Thanksgiving in my favorite Holiday. It is the day I met my Wife. It is a day my Mom and Dad ate Thanksgiving diner on the USS Stein (DE 1065) with my Wife and me after I came home from our Vietnam deployment. Thanksgiving, if celebrated correctly, can connect us to God's intention for us that we live our lives being thankful to our Creator, for everything in our lives, and everything in the World. From the simplest single cell organism to the most complex machine. God created everything, for His Glory! That is what Thanksgiving Day should be centered around.
This Thanksgiving, I am very thankful for God's grace in my life. I have Lewy Body Dementia and it has progressed more this year that any year before. On the surface, that frightens me. But, taking a more prospective view, it has been a slow progression up to this year. That is a blessing. Yet, I know the disease will not slow down again, so this next year will be even more challenging.
Speaking of my days on Navy ships, like the USS Stein. Recent discussions on this blog have discussed courage. I have faced my experiences with LBD the same way I faced danger in the Navy. Trust me, it is dangerous to be a Sailor on a Combat Ship of any type. Ammunition, mooring lines, swinging water tight doors, hatches, and scuttles, moving equipment, replenishment at sea, all done on a ship that is rolling and pitching, with wet decks, many times in the dark, and all the time being tired from long hours on watch and longer hours doing your professional job.
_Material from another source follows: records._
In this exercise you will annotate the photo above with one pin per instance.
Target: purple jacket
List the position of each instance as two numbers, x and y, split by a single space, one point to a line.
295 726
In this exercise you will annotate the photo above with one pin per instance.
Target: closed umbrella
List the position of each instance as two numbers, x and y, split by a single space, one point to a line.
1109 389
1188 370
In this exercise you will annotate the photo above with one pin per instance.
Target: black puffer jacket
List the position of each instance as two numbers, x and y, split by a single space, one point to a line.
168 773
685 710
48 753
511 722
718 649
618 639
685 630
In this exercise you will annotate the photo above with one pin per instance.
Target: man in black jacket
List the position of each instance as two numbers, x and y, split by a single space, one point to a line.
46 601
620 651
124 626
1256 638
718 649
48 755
The bottom line is, I chose to run, face first, into the challenges of the U.S. Navy! I tried to never show my fear. As I promoted into Leadership positions, gun mounts that failed to fire, broke live ordnance into large pieces and turned equipment designed to move heavy ammunition quickly into the gun bore into unrecognizable shapes, all became a normal part of my life. But all of these things and experiences could be learned, improved on, and passed on to others.
My experience with Lewy Body Dementia is something I am trying to pass on to others. But not to make them better but to make their experience better. But, I cannot get better at having the disease or learn to do this better. Instead, I have learned quickly that I cannot beat Lewy. It beats me at every turn. I have never been overwhelmed by something in my life like I am by this disease. I always knew I would be defeated by LBD. But now, I know, I have already lost. That is where I am not courageous. If I were, I would continue to fight. And I did fight for the first years. But now, I do not have the energy or desire to fight this disease.
I have no idea when God will take me home. I do know He is in charge. My life was planned by Him before I was formed in my Mother's womb. Lewy Body Dementia was in that plan. I will not try to change God's plan for my life. I will try to serve Him as long as He enables me to. When God is done with me, I will go home.